Agama Sebagai Asuransi

SEKITAR 174 tahun lalu, Karl Marx bilang agama adalah candu bagi manusia, khususnya sebagai bagian dari masyarakat atau struktur sosial yang menekan.

Jutaan orang di seluruh dunia tersinggung sejak saat itu. Sampai sekarang.

Religion is the sigh of the oppressed creature, the heart of a heartless world, and the soul of soulless conditions. It is the opium of the people.”

Yang dimaksud candu dalam konteks ini; agama beserta perangkat-perangkatnya difungsikan sebagai pemberi rasa nyaman, senang dan gembira walaupun hanya jangka pendek, sehingga bakal terus dicari dan dilakukan berulang-ulang.

Agama menjadi semacam pelarian, supaya orang-orang bisa mengaso sejenak dari realitas hidup yang dijalani. Ketika hidup sedang tidak menyenangkan, agama digunakan menjadi pengingat untuk selalu bersyukur dan meredam kegelisahan, serta tetap bersabar. Sebab ada imbalan untuk orang yang taat, dan ganjaran bagi mereka yang bejat.

Typo tuh… “Daripada” dan “akhirat”.

Sampai bagian ini, agama tidak terdengar buruk, kan?

Lalu tanpa sadar, praktik agama diperlakukan sama seperti keinginan kuat untuk merokok sehabis makan atau saat mulut asem, atau seperti keharusan minum kopi setiap hari bagi para pecinta kafein. Memang jauh lebih besar dari sekadar ritual, akan tetapi tidak mengarah kepada kedewasaan religius. Sekadar terasa menyenangkan saat dilakukan, susah lepas, dan cenderung sukar dibendung kalau lagi kepengin.

Dengan karakteristik yang demikian, agama beserta perangkat-perangkatnya pun bisa dimanfaatkan untuk mengendalikan, melenakan orang banyak secara sekaligus. Agama pun dapat dijadikan alat untuk berkuasa. Jadi, bukan agamanya yang salah, melainkan arah dan tujuan penggunaannya.

Belakangan ini, agama juga diperlakukan sebagai asuransi. Para pengkhotbah dan mereka yang mengklaim diri sebagai pemuka agama menjadi para sales. Itu sebabnya mereka selalu mencari-cari panggung publik.

Apa yang mereka pasarkan? Intinya hanya dua:

  1. Rasa takut tentang apa yang akan terjadi di masa depan, dan
  2. Jaminan agar bisa menghindari hal-hal buruk yang bisa terjadi di masa depan, lengkap dengan beraneka fitur dan layanannya.

Masalahnya bukan sekadar punya atau tidak punya asuransi, tetapi harus berhasil memindahkan sebanyak-banyak nasabah dari asuransi lain.
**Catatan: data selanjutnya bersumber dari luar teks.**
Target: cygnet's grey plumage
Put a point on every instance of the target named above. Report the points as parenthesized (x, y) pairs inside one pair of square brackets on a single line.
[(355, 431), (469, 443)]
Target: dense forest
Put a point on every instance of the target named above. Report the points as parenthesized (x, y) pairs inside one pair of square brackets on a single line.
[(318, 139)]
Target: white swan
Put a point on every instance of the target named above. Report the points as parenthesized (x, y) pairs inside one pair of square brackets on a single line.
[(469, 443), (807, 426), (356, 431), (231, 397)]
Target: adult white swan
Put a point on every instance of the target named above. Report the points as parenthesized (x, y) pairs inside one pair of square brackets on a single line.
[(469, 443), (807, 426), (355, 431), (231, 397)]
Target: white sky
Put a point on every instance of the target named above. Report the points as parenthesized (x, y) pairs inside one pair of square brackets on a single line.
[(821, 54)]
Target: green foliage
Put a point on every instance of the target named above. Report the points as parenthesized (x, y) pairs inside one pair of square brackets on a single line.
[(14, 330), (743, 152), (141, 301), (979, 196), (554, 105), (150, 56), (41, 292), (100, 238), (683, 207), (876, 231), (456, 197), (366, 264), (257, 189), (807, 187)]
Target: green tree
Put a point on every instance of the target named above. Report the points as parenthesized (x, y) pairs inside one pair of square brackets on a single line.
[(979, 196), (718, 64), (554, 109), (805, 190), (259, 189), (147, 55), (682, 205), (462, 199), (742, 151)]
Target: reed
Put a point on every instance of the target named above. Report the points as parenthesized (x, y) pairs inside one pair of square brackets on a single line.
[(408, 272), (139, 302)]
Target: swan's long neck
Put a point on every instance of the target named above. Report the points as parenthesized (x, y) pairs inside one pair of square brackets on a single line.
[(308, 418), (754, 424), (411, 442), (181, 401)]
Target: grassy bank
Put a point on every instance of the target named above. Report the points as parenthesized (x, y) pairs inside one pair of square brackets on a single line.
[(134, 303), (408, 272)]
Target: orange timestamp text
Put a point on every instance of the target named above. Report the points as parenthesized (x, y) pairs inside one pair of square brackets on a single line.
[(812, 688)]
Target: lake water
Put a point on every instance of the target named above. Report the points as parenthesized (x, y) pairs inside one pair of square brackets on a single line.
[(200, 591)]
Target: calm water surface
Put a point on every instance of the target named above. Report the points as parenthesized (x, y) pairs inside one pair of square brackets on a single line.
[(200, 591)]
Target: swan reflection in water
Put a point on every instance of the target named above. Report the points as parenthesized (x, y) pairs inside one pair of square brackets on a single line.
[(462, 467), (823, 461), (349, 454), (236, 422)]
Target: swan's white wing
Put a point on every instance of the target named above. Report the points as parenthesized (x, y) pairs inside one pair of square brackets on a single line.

Tentu saja dengan memanfaatkan rasa takut, bahwa asuransi yang ini lebih baik daripada yang itu. Apalagi di era media sosial seperti ini, kita makin sering mendengar dan membaca kutuk atas nama agama. Dikit-dikit ngomongAwas lho nanti masuk neraka…

Apa salahnya dengan mengajak orang lain ke jalan yang diyakini benar dan dirahmati tuhan? Harap tinjau kembali niat awalnya, apakah sosialisasi dan ajakan tersebut semata-mata bertujuan agar orang lain bisa berubah menjadi baik, atau ada tujuan lain yang tidak disadari? Apa sasarannya? Supaya jadi tumpukan pahala supaya boleh masuk surga? Sama seperti sales dengan target penjualan supaya bisa naik level dong.

Apakah dengan berhasil mengubah (beda tipis dengan menakut-nakuti) orang lain membuat diri merasa unggul? Tak ada bedanya dengan ilusi ego, ketika kita merasa sudah lebih hebat padahal belum tentu.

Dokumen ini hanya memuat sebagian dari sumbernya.